Interpretation of Summary Statistics

The target variable for the classification dataset is loan_approved. It is a binary variable where 1 means the loan was approved and 0 means the loan was rejected. The mean of this variable represents the share of approved loan applications in the dataset.

# Create histogram of the binary loan approval target
ggplot(loan_clean, aes(x = loan_approved)) +
  geom_histogram(bins = 2) +
  labs(
    title = "Distribution of Loan Approval Status",
    x = "Loan Approved (0 = Rejected, 1 = Approved)",
    y = "Number of Applications"
  )

Histogram Interpretation

The histogram shows the distribution of the binary loan approval target. Since loan_approved only takes the values 0 and 1, the distribution is not normal. Instead, it shows how many loan applications were rejected and how many were approved.

# Apply log transformation to the binary target variable
loan_clean <- loan_clean |>
  mutate(log_loan_approved = log(loan_approved + 1))

ggplot(loan_clean, aes(x = log_loan_approved)) +
  geom_histogram(bins = 2) +
  labs(
    title = "Distribution of Log Loan Approval Status",
    x = "Log of Loan Approved",
    y = "Number of Applications"
  )

Log Transformation Interpretation

Because loan_approved is a binary variable, the log transformation does not make the distribution normal. It only changes the values from 0 and 1 to 0 and log(2). Therefore, log transformation is less useful for binary classification targets than for skewed continuous variables.

Theoretical Distribution

The loan_approved variable follows a Bernoulli distribution because it has only two possible outcomes: 0 for rejected and 1 for approved. Therefore, a normal or log-normal distribution is not appropriate for this target variable.

Conclusion

In this Stage 1 report, two datasets were prepared for future predictive modeling. The first dataset is a regression dataset that predicts exam scores using student characteristics. The second dataset is a classification dataset that predicts loan approval status using applicant characteristics.
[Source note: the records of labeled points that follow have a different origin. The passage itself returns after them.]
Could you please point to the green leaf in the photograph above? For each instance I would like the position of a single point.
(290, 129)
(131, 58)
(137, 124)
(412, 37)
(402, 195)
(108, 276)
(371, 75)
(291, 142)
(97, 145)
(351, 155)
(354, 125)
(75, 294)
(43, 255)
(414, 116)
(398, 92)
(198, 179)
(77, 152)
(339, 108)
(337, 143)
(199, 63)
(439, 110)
The probability analysis showed that exam scores are approximately normally distributed, while loan approval status follows a Bernoulli distribution. Both datasets satisfy the project requirements because they include more than 500 observations and at least 5 variables. These datasets are now ready for Stage 2, where predictive models will be built, compared, and evaluated.